The economy is increasingly complex. Labor is capital. In this day and age this means that:
… we have lost the automatic tight connection between spending and employment. Firms can vary their output with little or no variation in employment. This explains how we can have a “jobless recovery,” meaning a large percentage increase in output without a comparable percentage increase in employment. For firms in today's economy, labor represents an investment. Firms hire workers in order to develop capabilities that will eventually produce output more efficiently. The return on an investment in workers may take as long or longer to realize as the return on investment in a machine. The return on investing in workers may be at least as uncertain as the return on investing in equipment.
The market has to figure out how to use its workers better which Kling calls a “recalculation:
The market needs to undertake a recalculation in order to deploy workers in a new, sustainable pattern of specialization and trade. The process involves gradual, decentralized trial and error. Firms need to be launched by entrepreneurs, who will make risky investments in employees. The failure rate will be high, but eventually the successes will have a cumulative effect that brings about more economic activity.
So what does this all mean other than the Keynesian solutions don’t work? More from Kling:
What needs to emerge are new, sustainable patterns of specialization and trade. Government does not have much incentive to create sustainable patterns of specialization and trade. In fact, the political system tends to favor subsidies to outmoded and unsustainable businesses.
Government could reduce the cost of investing in labor-capital. If it can be done in a fiscally responsible way, it would help to reduce the marginal tax rates on investment (the corporate profits tax) and employment (the payroll tax). This may require offsetting tax changes, such as eliminating the mortgage interest deduction or the deductibility of employer-provided health insurance.
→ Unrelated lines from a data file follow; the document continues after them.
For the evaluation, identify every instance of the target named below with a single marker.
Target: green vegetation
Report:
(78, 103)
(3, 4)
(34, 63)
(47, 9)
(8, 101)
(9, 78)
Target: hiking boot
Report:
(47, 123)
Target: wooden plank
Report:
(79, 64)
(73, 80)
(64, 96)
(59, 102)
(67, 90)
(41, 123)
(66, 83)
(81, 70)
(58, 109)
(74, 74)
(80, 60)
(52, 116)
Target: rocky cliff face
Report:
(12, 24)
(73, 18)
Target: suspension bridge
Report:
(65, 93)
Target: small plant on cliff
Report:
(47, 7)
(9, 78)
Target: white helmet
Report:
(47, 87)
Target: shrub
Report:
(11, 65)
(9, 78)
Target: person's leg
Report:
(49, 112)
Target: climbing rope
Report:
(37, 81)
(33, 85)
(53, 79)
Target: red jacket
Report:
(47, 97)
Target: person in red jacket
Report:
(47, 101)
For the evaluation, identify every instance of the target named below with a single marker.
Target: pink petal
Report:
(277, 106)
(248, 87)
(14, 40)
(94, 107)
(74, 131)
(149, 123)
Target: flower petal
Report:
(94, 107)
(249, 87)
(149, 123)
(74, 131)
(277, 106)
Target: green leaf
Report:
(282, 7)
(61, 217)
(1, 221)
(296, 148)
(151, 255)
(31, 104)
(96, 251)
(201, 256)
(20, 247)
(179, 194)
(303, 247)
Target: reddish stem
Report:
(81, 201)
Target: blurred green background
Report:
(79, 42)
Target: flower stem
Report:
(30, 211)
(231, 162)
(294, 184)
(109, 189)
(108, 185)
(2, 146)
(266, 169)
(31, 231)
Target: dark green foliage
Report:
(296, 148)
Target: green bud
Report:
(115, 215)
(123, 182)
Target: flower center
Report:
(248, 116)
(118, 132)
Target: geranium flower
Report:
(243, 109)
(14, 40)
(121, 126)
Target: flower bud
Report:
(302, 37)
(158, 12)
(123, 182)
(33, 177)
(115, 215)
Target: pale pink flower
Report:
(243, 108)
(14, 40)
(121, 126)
On the whole, the best way to help the process of market recalculation and the creation of sustainable patterns of specialization and trade may be for government to get out of the way.
Let me see if I can sum this up. In a complex economy “labor is capital” and this market needs to “recalculate” that capital. Re-calculation uses decentralized risk-taking to create “sustainable patterns of specialization and trade”. In order for this to work, the government needs to get out of the way, to reject statism.